BenchAgents: Multi-Agent Systems for Structured Benchmark Creation
This addresses the need for scalable, high-quality benchmarks to evaluate evolving generative AI models, though it is incremental as it builds on existing LLM and multi-agent methods.
The authors tackled the problem of slow and expensive manual benchmark creation by introducing BenchAgents, a multi-agent framework that automates the process using LLMs, resulting in benchmarks for planning, constraint satisfaction, and causal reasoning across language and vision modalities.

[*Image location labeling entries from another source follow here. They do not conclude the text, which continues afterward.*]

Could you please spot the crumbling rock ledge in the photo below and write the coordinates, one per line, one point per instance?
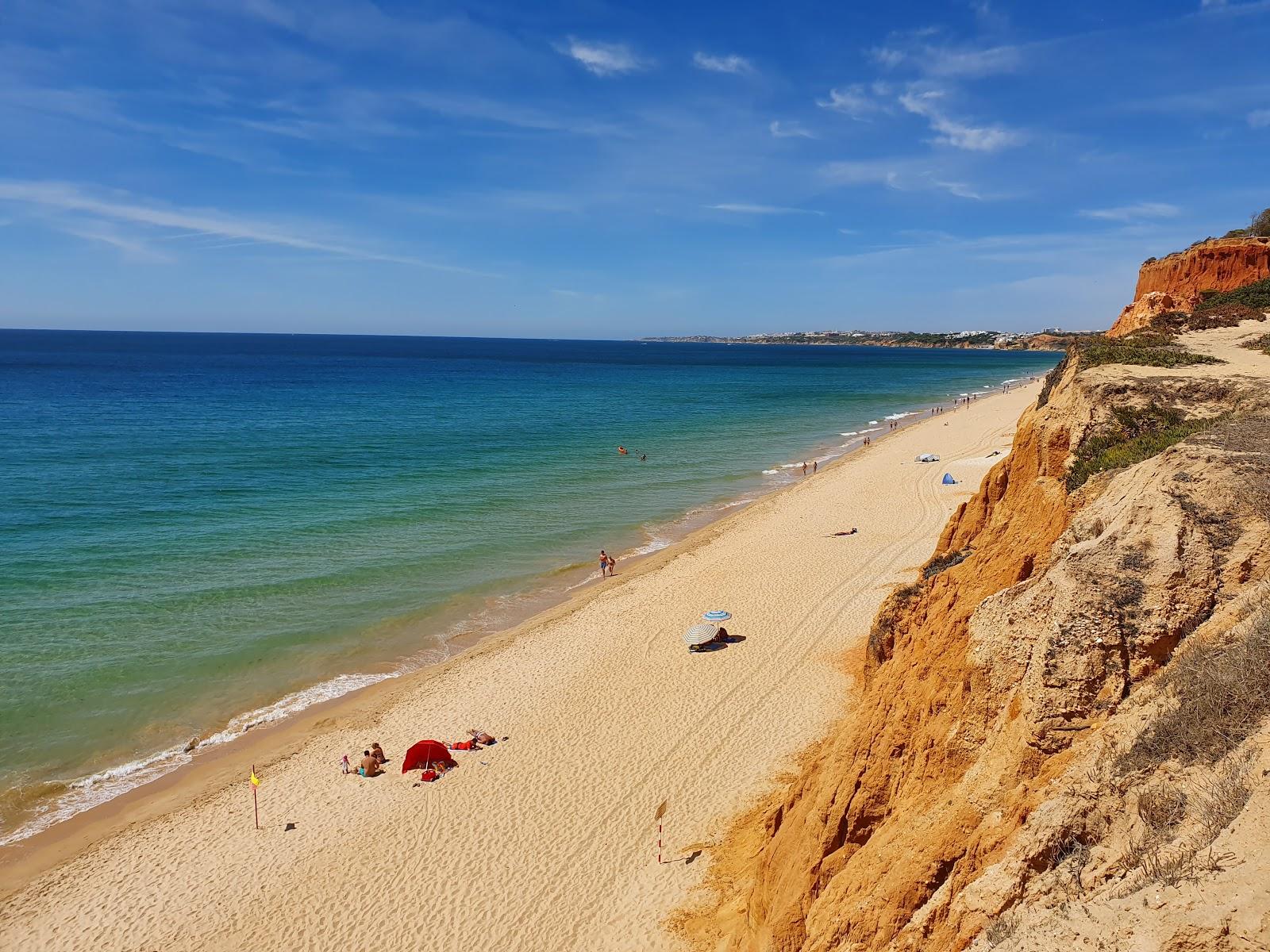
(937, 806)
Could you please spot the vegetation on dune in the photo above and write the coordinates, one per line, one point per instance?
(1259, 228)
(1130, 437)
(1223, 696)
(1254, 298)
(1145, 348)
(1261, 344)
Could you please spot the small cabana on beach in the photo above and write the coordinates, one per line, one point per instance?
(425, 755)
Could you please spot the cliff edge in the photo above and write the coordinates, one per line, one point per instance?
(1179, 281)
(1051, 748)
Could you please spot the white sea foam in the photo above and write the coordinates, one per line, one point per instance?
(107, 785)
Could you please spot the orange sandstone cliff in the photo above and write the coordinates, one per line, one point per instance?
(1175, 282)
(979, 778)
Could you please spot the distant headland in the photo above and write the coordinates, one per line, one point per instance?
(1047, 340)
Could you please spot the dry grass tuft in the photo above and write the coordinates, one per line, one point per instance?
(1162, 808)
(1001, 928)
(1222, 692)
(1221, 799)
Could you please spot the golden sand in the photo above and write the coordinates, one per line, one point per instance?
(546, 841)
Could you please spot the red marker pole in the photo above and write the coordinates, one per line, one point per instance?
(660, 812)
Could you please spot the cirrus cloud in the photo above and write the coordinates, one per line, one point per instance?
(733, 63)
(603, 59)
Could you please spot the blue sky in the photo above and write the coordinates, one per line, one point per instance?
(590, 169)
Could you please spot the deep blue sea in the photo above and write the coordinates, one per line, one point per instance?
(200, 532)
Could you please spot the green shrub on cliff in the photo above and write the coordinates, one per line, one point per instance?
(1255, 298)
(1145, 349)
(1130, 437)
(1260, 225)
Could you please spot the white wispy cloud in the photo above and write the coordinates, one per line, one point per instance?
(857, 101)
(952, 132)
(733, 63)
(116, 209)
(899, 175)
(131, 248)
(747, 209)
(1133, 213)
(473, 107)
(789, 130)
(603, 59)
(950, 63)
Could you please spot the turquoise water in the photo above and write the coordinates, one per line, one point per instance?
(198, 527)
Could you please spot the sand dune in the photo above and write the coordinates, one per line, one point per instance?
(545, 842)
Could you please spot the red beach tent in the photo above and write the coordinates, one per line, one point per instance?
(425, 754)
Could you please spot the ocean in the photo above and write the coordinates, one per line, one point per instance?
(205, 532)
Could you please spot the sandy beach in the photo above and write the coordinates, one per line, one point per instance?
(548, 839)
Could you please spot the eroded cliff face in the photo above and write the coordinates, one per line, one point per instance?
(1175, 282)
(931, 808)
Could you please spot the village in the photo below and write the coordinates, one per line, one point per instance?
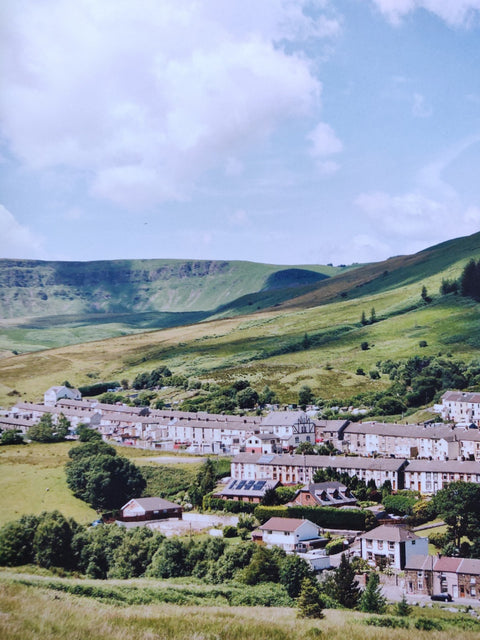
(423, 458)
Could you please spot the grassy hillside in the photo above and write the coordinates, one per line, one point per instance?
(49, 304)
(267, 346)
(34, 607)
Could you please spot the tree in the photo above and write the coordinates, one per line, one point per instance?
(16, 541)
(459, 505)
(425, 297)
(52, 542)
(267, 396)
(345, 587)
(10, 436)
(372, 600)
(169, 560)
(262, 567)
(104, 480)
(293, 572)
(402, 608)
(205, 482)
(46, 431)
(309, 602)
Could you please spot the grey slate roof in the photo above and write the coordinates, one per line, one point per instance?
(323, 462)
(389, 532)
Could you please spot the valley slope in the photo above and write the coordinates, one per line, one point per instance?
(268, 346)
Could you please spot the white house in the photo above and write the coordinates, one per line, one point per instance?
(291, 534)
(395, 544)
(53, 394)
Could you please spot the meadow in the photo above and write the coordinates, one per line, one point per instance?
(30, 607)
(32, 480)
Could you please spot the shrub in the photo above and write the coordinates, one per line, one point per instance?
(387, 621)
(427, 624)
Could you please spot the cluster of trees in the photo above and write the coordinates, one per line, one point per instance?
(107, 551)
(46, 430)
(228, 398)
(363, 491)
(100, 477)
(10, 436)
(468, 284)
(458, 504)
(156, 378)
(414, 382)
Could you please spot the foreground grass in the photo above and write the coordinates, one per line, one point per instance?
(32, 480)
(28, 611)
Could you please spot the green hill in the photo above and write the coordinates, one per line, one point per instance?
(268, 346)
(49, 304)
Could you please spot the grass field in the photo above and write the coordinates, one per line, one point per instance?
(32, 480)
(34, 610)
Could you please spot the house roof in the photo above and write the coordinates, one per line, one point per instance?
(399, 430)
(420, 563)
(323, 462)
(288, 525)
(284, 418)
(331, 425)
(460, 396)
(391, 533)
(469, 565)
(248, 488)
(152, 504)
(443, 466)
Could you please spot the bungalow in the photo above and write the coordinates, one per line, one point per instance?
(290, 534)
(141, 509)
(325, 494)
(263, 443)
(429, 476)
(392, 544)
(53, 394)
(460, 577)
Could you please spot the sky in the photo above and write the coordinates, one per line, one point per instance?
(276, 131)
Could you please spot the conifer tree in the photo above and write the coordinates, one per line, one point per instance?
(372, 599)
(309, 602)
(402, 607)
(346, 589)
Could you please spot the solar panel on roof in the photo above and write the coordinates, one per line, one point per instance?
(265, 459)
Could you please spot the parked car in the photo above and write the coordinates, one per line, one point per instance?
(442, 597)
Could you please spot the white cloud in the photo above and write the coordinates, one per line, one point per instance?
(144, 97)
(456, 13)
(16, 240)
(324, 141)
(420, 108)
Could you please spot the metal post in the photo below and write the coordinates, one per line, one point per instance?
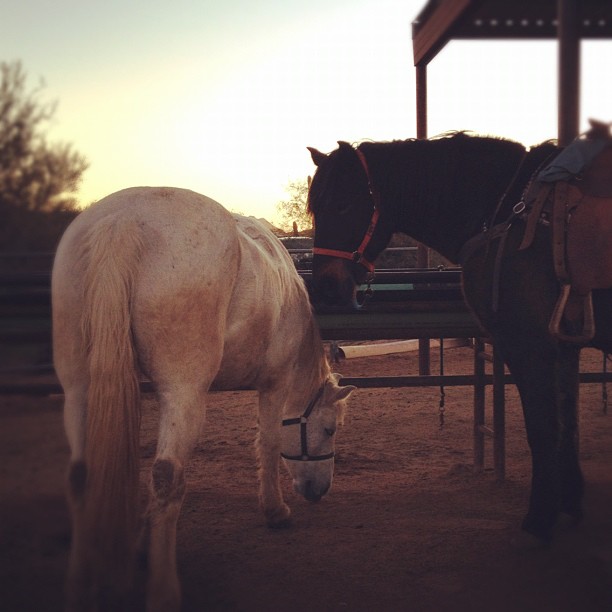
(569, 70)
(499, 415)
(479, 403)
(422, 251)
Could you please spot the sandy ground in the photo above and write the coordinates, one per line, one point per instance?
(408, 525)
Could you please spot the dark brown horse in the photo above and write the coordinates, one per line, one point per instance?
(445, 193)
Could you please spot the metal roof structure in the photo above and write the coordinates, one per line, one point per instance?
(568, 21)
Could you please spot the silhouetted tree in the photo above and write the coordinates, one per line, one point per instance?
(295, 209)
(34, 174)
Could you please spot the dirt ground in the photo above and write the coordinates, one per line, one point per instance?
(408, 525)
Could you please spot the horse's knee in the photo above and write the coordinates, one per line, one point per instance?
(167, 481)
(77, 480)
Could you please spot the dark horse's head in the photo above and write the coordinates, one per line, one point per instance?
(348, 231)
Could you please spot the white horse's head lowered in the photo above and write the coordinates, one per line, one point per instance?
(308, 440)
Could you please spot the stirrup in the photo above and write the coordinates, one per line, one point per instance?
(588, 327)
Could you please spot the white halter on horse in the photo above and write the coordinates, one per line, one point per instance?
(166, 284)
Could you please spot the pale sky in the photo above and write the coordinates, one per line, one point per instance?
(224, 96)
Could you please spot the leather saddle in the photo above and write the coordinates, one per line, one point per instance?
(578, 207)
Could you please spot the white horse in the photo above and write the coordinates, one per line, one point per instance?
(166, 284)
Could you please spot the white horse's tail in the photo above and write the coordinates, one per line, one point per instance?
(110, 512)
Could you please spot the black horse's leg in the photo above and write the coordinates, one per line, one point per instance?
(572, 484)
(533, 366)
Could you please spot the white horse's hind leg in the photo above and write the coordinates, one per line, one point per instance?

Evaluation insights are limited by the availability of high-quality benchmarks. As models evolve, there is a need to create benchmarks that can measure progress on new and complex generative capabilities. However, manually creating new benchmarks is slow and expensive, restricting comprehensive evaluations for any capability. We introduce BenchAgents, a multi-agent framework that methodically leverages large language models (LLMs) to automate evaluation benchmark creation while inherently ensuring data and (evaluation) metric quality. BenchAgents decomposes the benchmark creation process into planning, generation, verification, and evaluation, each of which is ] orchestrated via LLM agents. These agents interact with each other and utilize feedback from benchmark developers to improve and flexibly control data diversity and quality. We use BenchAgents to create benchmarks to evaluate capabilities related to planning, constraint satisfaction, and causal reasoning spanning both language and vision modalities. We then use these benchmarks to study state-of-the-art models and extract new insights into common failure modes and model differences.